There are people saying that the broker shouldn’t be allowed to say things like those, people blindly believing him, and people saying he’s part of the counter-cultural group The Yes Men, whose members spoof governments and corporations through Web and mainstream media. As the video started to spread, thousands of different opinions invaded the Internet, and BBC was forced to publish a press release explaining the situation to save its own credibility to the eyes of the world. The Telegraph reported that he’s not a trader from the City but a random guy living off the backs of his partner in a suburban area of London, with less than £1,000 in his bank account. Apparently Rastani said “I agreed to go because I’m an attention seeker.” Thousands of newspapers and blogs talked about him in the last 48 hours, same topic but different points of view. The Daily Mail asked: “How did the BBC mistake ‘hobby’ trader who lives in a pebbledash semi for a Master of the Universe?” The only thing we know is there’s a big confusion, in real time.
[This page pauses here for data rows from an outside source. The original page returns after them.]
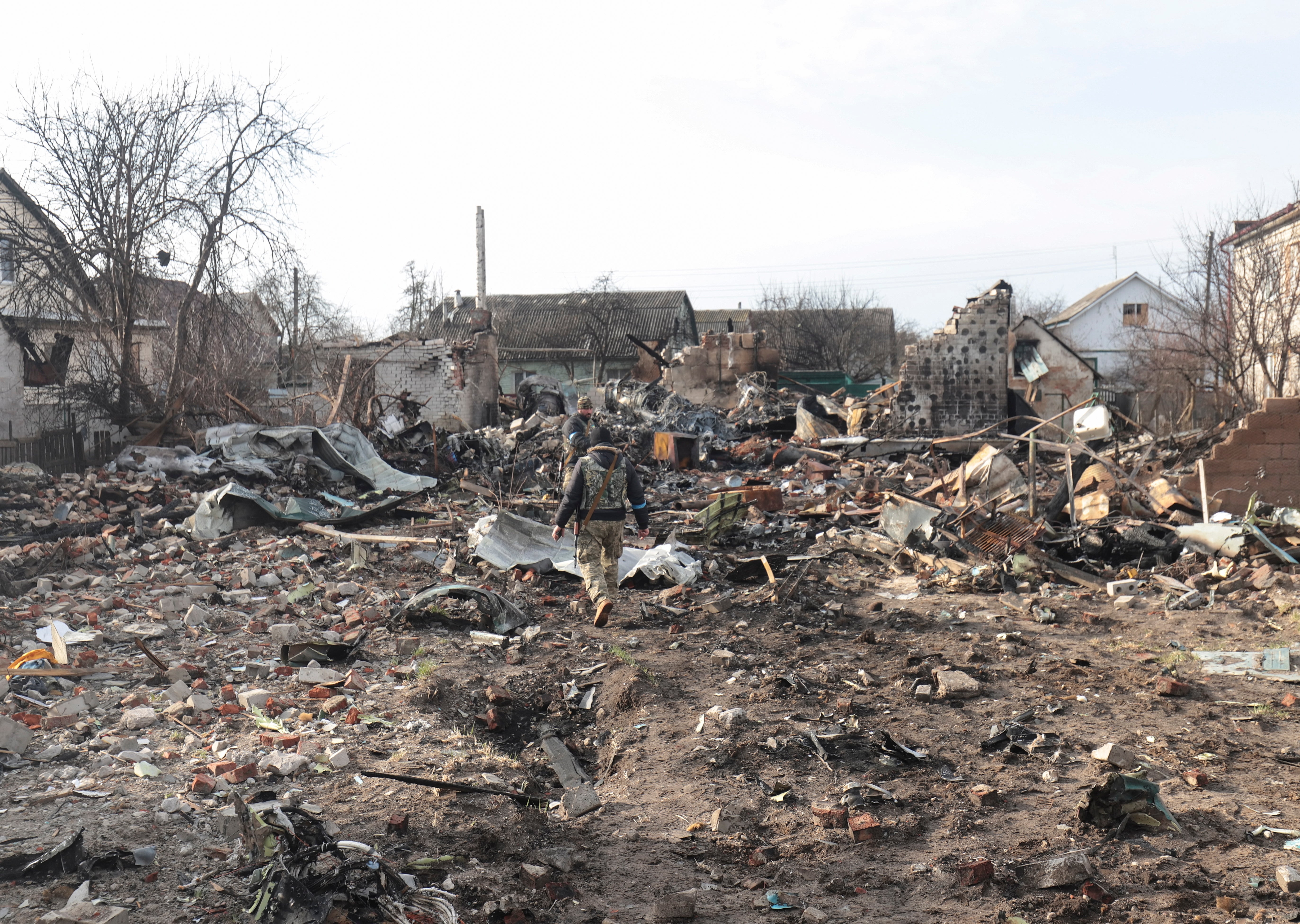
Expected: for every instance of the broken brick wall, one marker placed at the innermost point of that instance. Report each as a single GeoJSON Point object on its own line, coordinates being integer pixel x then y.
{"type": "Point", "coordinates": [708, 375]}
{"type": "Point", "coordinates": [452, 381]}
{"type": "Point", "coordinates": [956, 381]}
{"type": "Point", "coordinates": [1261, 457]}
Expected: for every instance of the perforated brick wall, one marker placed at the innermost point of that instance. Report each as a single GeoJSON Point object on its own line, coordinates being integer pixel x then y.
{"type": "Point", "coordinates": [453, 381]}
{"type": "Point", "coordinates": [1261, 457]}
{"type": "Point", "coordinates": [956, 383]}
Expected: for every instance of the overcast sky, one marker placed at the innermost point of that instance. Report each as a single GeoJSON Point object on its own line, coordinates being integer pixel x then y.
{"type": "Point", "coordinates": [918, 150]}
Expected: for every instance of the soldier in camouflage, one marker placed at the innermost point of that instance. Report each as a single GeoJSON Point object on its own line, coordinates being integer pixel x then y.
{"type": "Point", "coordinates": [600, 543]}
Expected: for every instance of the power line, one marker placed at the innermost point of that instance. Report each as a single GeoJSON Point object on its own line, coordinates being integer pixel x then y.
{"type": "Point", "coordinates": [898, 262]}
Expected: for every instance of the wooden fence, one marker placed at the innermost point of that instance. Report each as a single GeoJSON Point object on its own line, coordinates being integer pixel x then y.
{"type": "Point", "coordinates": [56, 451]}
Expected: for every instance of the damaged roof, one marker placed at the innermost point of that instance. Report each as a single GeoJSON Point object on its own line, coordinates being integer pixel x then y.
{"type": "Point", "coordinates": [549, 322]}
{"type": "Point", "coordinates": [1096, 296]}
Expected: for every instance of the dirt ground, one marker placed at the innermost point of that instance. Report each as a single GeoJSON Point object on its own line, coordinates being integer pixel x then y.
{"type": "Point", "coordinates": [665, 760]}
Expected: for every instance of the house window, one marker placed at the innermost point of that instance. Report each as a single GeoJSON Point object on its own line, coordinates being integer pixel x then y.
{"type": "Point", "coordinates": [8, 268]}
{"type": "Point", "coordinates": [1135, 315]}
{"type": "Point", "coordinates": [1026, 354]}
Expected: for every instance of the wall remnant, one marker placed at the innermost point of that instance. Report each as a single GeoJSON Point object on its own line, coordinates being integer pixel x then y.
{"type": "Point", "coordinates": [455, 383]}
{"type": "Point", "coordinates": [1068, 380]}
{"type": "Point", "coordinates": [708, 375]}
{"type": "Point", "coordinates": [1261, 457]}
{"type": "Point", "coordinates": [956, 381]}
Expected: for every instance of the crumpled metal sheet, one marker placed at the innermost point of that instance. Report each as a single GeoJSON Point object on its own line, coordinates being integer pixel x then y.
{"type": "Point", "coordinates": [340, 448]}
{"type": "Point", "coordinates": [501, 610]}
{"type": "Point", "coordinates": [233, 507]}
{"type": "Point", "coordinates": [901, 517]}
{"type": "Point", "coordinates": [172, 461]}
{"type": "Point", "coordinates": [506, 541]}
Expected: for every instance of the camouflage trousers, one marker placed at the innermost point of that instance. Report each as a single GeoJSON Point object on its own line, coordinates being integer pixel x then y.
{"type": "Point", "coordinates": [600, 548]}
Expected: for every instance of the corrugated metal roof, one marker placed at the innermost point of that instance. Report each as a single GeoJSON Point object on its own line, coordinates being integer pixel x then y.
{"type": "Point", "coordinates": [716, 319]}
{"type": "Point", "coordinates": [1087, 301]}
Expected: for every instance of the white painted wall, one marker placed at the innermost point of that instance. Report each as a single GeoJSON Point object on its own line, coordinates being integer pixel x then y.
{"type": "Point", "coordinates": [1099, 331]}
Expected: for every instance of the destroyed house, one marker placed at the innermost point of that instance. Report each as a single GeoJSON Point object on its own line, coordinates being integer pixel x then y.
{"type": "Point", "coordinates": [452, 381]}
{"type": "Point", "coordinates": [578, 338]}
{"type": "Point", "coordinates": [1046, 374]}
{"type": "Point", "coordinates": [59, 363]}
{"type": "Point", "coordinates": [956, 381]}
{"type": "Point", "coordinates": [1265, 299]}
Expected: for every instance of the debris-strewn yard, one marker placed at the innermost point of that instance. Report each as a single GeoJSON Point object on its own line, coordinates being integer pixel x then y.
{"type": "Point", "coordinates": [850, 687]}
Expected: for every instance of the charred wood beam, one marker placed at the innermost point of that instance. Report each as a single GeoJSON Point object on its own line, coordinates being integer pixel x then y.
{"type": "Point", "coordinates": [654, 355]}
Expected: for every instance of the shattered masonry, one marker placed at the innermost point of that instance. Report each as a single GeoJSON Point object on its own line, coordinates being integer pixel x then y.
{"type": "Point", "coordinates": [956, 383]}
{"type": "Point", "coordinates": [453, 381]}
{"type": "Point", "coordinates": [1260, 458]}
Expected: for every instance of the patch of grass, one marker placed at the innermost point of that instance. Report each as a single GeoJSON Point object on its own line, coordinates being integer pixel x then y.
{"type": "Point", "coordinates": [626, 657]}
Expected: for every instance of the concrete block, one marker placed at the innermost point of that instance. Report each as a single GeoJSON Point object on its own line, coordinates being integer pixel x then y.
{"type": "Point", "coordinates": [254, 699]}
{"type": "Point", "coordinates": [1116, 756]}
{"type": "Point", "coordinates": [318, 676]}
{"type": "Point", "coordinates": [69, 707]}
{"type": "Point", "coordinates": [15, 736]}
{"type": "Point", "coordinates": [1068, 870]}
{"type": "Point", "coordinates": [677, 908]}
{"type": "Point", "coordinates": [284, 633]}
{"type": "Point", "coordinates": [957, 685]}
{"type": "Point", "coordinates": [1289, 880]}
{"type": "Point", "coordinates": [286, 765]}
{"type": "Point", "coordinates": [140, 718]}
{"type": "Point", "coordinates": [579, 801]}
{"type": "Point", "coordinates": [197, 615]}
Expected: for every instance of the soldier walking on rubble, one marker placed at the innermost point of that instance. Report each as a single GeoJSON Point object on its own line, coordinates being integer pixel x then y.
{"type": "Point", "coordinates": [601, 481]}
{"type": "Point", "coordinates": [576, 433]}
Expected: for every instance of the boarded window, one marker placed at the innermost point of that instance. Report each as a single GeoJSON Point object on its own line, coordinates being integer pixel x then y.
{"type": "Point", "coordinates": [1135, 314]}
{"type": "Point", "coordinates": [1029, 364]}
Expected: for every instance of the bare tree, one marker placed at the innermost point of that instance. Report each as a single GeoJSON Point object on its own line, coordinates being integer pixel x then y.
{"type": "Point", "coordinates": [829, 328]}
{"type": "Point", "coordinates": [302, 329]}
{"type": "Point", "coordinates": [422, 302]}
{"type": "Point", "coordinates": [184, 181]}
{"type": "Point", "coordinates": [1028, 303]}
{"type": "Point", "coordinates": [591, 329]}
{"type": "Point", "coordinates": [1219, 332]}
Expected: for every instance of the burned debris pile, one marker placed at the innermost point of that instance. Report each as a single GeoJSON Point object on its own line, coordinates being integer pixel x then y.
{"type": "Point", "coordinates": [316, 675]}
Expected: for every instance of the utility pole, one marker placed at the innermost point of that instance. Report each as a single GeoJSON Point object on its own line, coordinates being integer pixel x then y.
{"type": "Point", "coordinates": [293, 341]}
{"type": "Point", "coordinates": [483, 259]}
{"type": "Point", "coordinates": [1210, 270]}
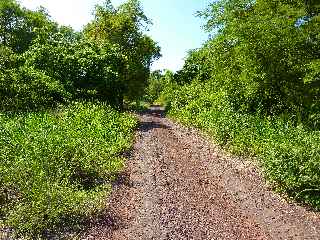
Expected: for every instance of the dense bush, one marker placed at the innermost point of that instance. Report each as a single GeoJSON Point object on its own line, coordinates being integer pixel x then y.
{"type": "Point", "coordinates": [254, 86]}
{"type": "Point", "coordinates": [56, 166]}
{"type": "Point", "coordinates": [25, 88]}
{"type": "Point", "coordinates": [289, 154]}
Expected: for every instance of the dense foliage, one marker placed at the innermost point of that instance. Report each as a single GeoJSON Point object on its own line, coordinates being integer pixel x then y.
{"type": "Point", "coordinates": [60, 141]}
{"type": "Point", "coordinates": [109, 61]}
{"type": "Point", "coordinates": [255, 86]}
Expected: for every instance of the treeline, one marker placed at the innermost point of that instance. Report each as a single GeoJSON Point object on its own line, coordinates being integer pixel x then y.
{"type": "Point", "coordinates": [43, 64]}
{"type": "Point", "coordinates": [61, 137]}
{"type": "Point", "coordinates": [255, 86]}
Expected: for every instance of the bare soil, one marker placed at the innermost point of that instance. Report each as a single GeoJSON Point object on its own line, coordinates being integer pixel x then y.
{"type": "Point", "coordinates": [179, 185]}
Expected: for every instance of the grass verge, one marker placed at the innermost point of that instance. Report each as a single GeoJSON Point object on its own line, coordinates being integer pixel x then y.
{"type": "Point", "coordinates": [57, 167]}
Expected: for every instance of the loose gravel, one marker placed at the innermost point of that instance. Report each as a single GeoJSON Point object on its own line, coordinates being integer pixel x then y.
{"type": "Point", "coordinates": [179, 185]}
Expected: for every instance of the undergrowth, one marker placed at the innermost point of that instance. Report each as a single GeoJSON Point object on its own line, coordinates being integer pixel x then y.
{"type": "Point", "coordinates": [57, 166]}
{"type": "Point", "coordinates": [289, 151]}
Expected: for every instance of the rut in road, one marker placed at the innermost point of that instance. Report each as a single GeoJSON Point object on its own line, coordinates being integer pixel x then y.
{"type": "Point", "coordinates": [178, 185]}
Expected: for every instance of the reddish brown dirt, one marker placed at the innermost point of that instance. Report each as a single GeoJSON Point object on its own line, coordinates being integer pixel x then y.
{"type": "Point", "coordinates": [178, 185]}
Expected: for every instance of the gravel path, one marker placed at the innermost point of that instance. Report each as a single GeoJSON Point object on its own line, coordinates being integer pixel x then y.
{"type": "Point", "coordinates": [178, 185]}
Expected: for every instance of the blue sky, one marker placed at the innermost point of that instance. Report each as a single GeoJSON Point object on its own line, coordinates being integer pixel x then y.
{"type": "Point", "coordinates": [175, 27]}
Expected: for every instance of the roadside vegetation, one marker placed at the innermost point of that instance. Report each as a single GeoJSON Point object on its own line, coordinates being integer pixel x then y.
{"type": "Point", "coordinates": [62, 132]}
{"type": "Point", "coordinates": [255, 87]}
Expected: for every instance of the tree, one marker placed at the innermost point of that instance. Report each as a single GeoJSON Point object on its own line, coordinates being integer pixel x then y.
{"type": "Point", "coordinates": [19, 26]}
{"type": "Point", "coordinates": [263, 54]}
{"type": "Point", "coordinates": [124, 27]}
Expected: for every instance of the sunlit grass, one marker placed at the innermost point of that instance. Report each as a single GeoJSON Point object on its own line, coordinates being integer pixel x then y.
{"type": "Point", "coordinates": [56, 167]}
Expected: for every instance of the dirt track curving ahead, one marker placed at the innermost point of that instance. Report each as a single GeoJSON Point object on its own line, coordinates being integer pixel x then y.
{"type": "Point", "coordinates": [178, 185]}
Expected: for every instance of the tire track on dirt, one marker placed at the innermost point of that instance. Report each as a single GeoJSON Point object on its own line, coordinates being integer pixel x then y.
{"type": "Point", "coordinates": [178, 185]}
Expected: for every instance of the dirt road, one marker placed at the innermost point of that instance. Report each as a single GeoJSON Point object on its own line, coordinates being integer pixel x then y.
{"type": "Point", "coordinates": [178, 185]}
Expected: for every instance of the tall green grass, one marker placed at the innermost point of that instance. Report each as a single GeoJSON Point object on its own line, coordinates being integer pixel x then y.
{"type": "Point", "coordinates": [289, 152]}
{"type": "Point", "coordinates": [56, 167]}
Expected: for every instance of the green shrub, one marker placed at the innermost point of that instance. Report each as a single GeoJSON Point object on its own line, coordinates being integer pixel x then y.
{"type": "Point", "coordinates": [56, 167]}
{"type": "Point", "coordinates": [25, 88]}
{"type": "Point", "coordinates": [289, 153]}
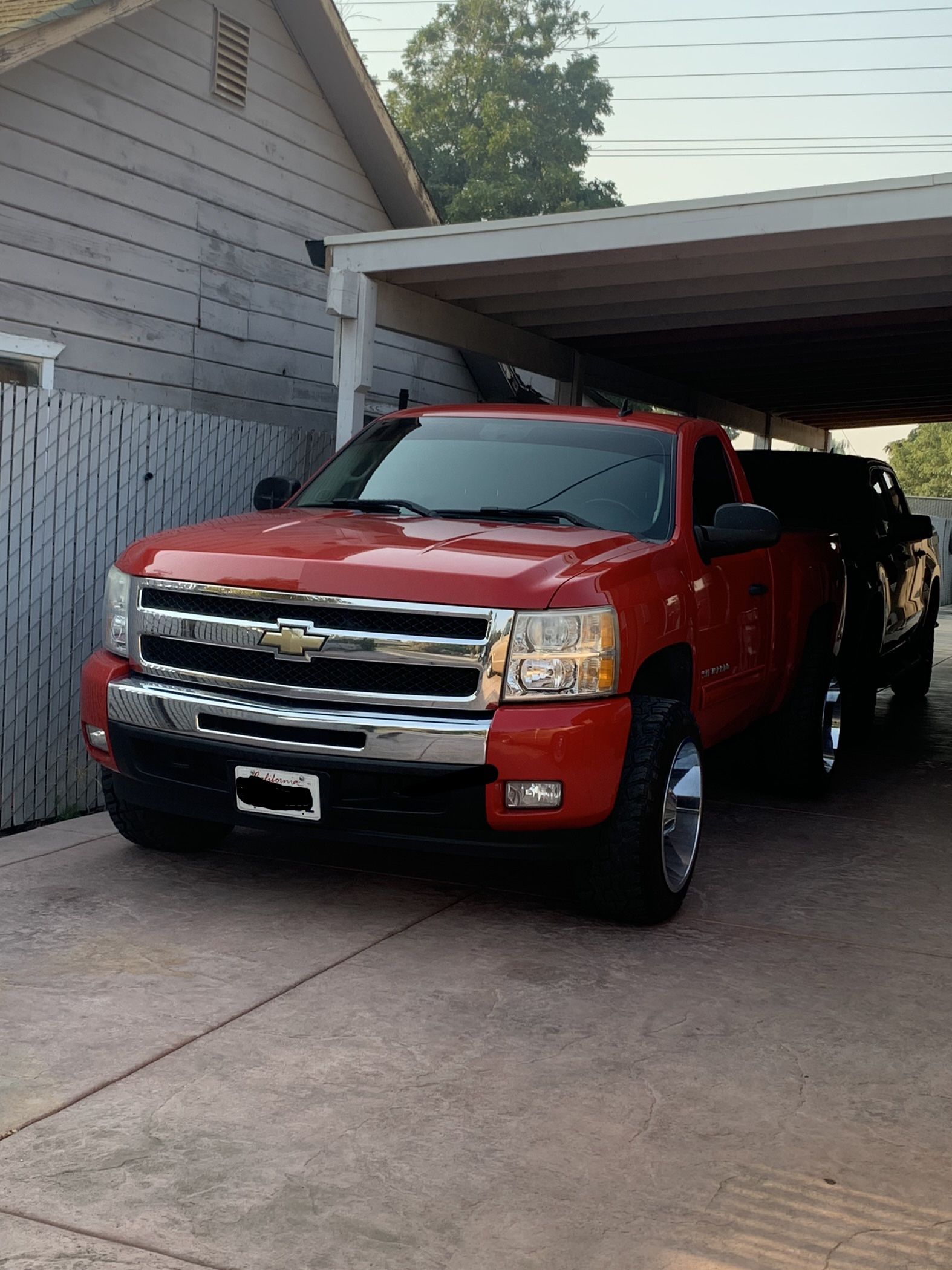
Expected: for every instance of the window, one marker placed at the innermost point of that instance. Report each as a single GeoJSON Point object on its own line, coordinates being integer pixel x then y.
{"type": "Point", "coordinates": [28, 362]}
{"type": "Point", "coordinates": [612, 475]}
{"type": "Point", "coordinates": [233, 42]}
{"type": "Point", "coordinates": [714, 484]}
{"type": "Point", "coordinates": [888, 493]}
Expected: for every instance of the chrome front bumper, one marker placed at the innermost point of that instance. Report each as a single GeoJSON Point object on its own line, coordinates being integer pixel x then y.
{"type": "Point", "coordinates": [157, 706]}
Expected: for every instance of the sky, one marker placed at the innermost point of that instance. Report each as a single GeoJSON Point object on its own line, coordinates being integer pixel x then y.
{"type": "Point", "coordinates": [856, 96]}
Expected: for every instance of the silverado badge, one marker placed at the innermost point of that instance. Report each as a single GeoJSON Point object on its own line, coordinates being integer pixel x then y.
{"type": "Point", "coordinates": [293, 642]}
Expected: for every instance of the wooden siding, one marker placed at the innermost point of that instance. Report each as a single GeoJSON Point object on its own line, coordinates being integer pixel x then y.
{"type": "Point", "coordinates": [159, 233]}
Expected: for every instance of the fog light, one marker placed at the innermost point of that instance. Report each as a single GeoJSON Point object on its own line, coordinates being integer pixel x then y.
{"type": "Point", "coordinates": [523, 795]}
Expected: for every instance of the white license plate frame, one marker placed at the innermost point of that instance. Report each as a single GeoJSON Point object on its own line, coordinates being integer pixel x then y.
{"type": "Point", "coordinates": [279, 780]}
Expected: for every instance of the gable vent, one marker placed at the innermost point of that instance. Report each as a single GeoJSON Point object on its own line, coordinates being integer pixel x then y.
{"type": "Point", "coordinates": [232, 46]}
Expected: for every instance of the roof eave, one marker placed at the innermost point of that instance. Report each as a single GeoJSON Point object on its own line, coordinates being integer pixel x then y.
{"type": "Point", "coordinates": [28, 42]}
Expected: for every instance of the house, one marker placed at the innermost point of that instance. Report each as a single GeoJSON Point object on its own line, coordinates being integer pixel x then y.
{"type": "Point", "coordinates": [163, 167]}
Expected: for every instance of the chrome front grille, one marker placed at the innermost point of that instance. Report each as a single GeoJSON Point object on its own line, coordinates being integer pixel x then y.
{"type": "Point", "coordinates": [323, 648]}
And the 7,000 fans Facebook page of the broker is a clear example of what’s going on: half of the people are thanking him, because he opened a breach on the obscure powers that rule the world; the other half just insult him, saying he’s got no rights to appear on BBC with predictions about such a serious matter. Everything is really, really confused. Even the comments on the Youtube video (that hit more than 1MM views) are almost equally divided between who considers him the only voice of truth and who sees him as a pile of boloney. Someone says “Now I want to hear Rebecca Black’s opinion on the subject”. Someone else says “I just wanna take a gun and hang myself .” Interesting.
Social networks changed the way we know what happens around us. They changed the time, they changed the value of the source. Most of the time we are glad we have Internet because, at the end of the day, it is always possible to find the truth. But it’s not like that: Internet gives us hundreds of sources, thousands of voices, millions of opinions, but not the key to understanding the issue. Social Media is the only “place” most of us find information, but there’s no moderator. It’s up to us to decide whether something is right or wrong, true or false, original or fake, real news or a PR stunt. Even the BBC people, sometimes, doesn’t even know if what they’re saying is legitimate or not.
There’s a storm out there, a storm of comments, of articles, a storm of hashtags about the #rastani case. But only one thing is sure: WE have to decide wether to believe him or not.